Well, at least with tablets. Microsoft revealed Wednesday on its Building Windows 8 blog that the Metro version of IE10 in tablets will drop plug-ins because the experience that they provide is “not a good match with Metro style browsing and the modern HTML5 web.” The company will, however, continue to support Adobe Flash and other plug-ins on the desktop version of Internet Explorer 10.
Microsoft’s Metro interface and touch layer for tablet devices are built into Windows 8. The software giant offered up more details on Windows 8 at its Build conference in Southern California this week by providing developers with a preview version loaded on a Intel Core i5-powered Samsung tablet.
IE team lead Dean Hachamovitch wrote in the post that going plug-in free in for the Metro version of IE10 “improves battery life as well as security, reliability and privacy for consumers.”
“Plug-ins were important early on in the web’s history. But the web has come a long way since then with HTML5. Providing compatibility with legacy plug-in technologies would detract from, rather than improve, the consumer experience of browsing in the Metro style UI,” he noted.
Microsoft invested significant time researching the decision.
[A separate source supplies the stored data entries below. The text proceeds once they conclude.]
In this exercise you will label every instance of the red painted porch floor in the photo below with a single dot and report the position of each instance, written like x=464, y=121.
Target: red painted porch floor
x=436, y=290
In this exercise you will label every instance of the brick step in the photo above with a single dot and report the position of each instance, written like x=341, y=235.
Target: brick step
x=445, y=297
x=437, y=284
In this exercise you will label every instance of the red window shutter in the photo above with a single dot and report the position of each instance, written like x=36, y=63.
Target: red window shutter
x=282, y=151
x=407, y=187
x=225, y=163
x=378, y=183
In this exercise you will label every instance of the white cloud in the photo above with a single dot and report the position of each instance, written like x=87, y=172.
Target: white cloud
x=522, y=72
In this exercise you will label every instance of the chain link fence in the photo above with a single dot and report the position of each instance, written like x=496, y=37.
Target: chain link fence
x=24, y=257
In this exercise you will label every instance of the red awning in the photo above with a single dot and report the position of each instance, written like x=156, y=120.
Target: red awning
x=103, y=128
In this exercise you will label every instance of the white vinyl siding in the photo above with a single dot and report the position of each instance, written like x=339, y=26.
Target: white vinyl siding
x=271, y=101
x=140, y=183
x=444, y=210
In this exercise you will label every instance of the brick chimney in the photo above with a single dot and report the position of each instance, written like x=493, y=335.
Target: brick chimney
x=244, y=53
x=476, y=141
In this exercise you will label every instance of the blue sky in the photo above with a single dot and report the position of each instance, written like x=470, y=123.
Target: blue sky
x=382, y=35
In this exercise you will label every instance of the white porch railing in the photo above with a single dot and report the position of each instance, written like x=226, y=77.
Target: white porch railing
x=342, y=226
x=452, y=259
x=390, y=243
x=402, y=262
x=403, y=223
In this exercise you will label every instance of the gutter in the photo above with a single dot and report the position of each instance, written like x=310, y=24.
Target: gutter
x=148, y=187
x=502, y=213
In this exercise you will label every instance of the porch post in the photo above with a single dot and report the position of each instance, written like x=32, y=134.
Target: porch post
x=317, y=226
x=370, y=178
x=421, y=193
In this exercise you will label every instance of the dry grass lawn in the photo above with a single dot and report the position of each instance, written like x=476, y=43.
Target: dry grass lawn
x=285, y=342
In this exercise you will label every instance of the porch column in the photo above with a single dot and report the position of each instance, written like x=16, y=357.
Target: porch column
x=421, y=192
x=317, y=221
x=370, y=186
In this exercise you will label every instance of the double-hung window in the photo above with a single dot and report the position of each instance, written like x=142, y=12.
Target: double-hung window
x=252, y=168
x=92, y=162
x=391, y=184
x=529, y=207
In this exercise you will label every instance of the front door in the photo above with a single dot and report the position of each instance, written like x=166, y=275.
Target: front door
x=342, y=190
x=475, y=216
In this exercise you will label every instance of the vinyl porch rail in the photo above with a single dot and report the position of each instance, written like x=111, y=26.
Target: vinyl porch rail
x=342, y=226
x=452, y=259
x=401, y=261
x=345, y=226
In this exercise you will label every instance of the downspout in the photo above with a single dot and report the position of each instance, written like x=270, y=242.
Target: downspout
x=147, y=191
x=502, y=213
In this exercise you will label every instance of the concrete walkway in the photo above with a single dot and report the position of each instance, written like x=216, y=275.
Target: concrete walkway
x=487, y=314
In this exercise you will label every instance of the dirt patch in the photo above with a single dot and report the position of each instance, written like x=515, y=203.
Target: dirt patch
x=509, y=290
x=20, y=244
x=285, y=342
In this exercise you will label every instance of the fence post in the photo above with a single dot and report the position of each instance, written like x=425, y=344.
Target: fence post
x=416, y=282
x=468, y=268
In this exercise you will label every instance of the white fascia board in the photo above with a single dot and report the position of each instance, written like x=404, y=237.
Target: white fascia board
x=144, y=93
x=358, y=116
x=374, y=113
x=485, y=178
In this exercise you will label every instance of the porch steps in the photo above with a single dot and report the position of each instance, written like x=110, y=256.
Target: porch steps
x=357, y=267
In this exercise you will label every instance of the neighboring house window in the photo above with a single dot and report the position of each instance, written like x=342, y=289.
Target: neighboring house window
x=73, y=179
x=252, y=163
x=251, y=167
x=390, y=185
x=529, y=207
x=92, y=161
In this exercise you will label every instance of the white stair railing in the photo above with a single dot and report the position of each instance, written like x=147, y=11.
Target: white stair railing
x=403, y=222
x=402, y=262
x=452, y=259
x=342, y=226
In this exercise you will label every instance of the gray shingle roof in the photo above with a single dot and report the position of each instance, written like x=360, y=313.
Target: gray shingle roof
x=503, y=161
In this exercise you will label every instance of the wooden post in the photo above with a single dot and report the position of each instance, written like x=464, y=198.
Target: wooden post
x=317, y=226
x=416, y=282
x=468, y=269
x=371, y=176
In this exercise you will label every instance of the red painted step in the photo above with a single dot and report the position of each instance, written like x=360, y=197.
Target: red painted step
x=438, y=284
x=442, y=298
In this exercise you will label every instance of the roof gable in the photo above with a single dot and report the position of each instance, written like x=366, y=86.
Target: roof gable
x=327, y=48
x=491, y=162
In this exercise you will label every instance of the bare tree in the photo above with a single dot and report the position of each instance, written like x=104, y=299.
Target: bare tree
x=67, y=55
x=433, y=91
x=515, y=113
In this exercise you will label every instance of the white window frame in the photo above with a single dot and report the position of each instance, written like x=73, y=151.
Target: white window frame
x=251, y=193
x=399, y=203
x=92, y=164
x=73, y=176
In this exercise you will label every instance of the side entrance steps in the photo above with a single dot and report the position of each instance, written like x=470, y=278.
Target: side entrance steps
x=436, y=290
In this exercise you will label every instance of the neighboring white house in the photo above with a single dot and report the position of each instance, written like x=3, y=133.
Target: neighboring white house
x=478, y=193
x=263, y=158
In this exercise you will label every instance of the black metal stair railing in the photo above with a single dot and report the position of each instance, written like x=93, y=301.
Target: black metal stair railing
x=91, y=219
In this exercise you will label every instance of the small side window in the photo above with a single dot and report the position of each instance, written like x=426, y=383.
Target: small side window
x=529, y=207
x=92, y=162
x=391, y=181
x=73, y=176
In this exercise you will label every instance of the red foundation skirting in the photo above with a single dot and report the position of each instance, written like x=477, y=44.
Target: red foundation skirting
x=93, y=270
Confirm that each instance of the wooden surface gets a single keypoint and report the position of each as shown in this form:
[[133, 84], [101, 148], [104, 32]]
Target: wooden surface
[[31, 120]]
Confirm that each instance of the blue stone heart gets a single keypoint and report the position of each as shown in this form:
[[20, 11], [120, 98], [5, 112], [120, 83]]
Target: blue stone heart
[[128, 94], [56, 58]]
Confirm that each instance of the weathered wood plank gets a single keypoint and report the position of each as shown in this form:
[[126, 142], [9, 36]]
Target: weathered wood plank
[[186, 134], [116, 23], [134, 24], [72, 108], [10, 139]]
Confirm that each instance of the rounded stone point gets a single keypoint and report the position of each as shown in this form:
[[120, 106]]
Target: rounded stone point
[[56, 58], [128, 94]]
The IE team examined the top 97,000 sites around the world, determining that, of the 62 percent of those sites that use Flash, many of them already have an HTML5 option as well. Beyond Flash, other plug-ins were rare, with the next most common one used on just 2 percent of sites examined.
“Most sites work fine in IE without plug-ins; others work fine in IE when IE identifies itself as another browser or runs the site in a different mode,” Hachamovitch noted, adding that users can tap a “Use Desktop View” button from the Metro style app to view sites that require Microsoft’s own legacy ActiveX controls.
Former Apple CEO Steve Jobs criticized Flash last year after receiving numerous complaints about the technology’s incompatibility with iOS. He presented six points condemning Flash — openness; the “full Web;” reliability, security and performance; battery life; touch; and the substandard quality of third-party development tools.
Adobe appears to be gradually conceding ground to HTML5. Last week, the company announced support for HTML5 video in an upcoming version of its Flash Media Server product. Though Adobe billed the added feature as being able to “deliver Flash technology to Apple iPhone and iPad devices,” the tool simply adds the ability to serve standards-based HTML5 video.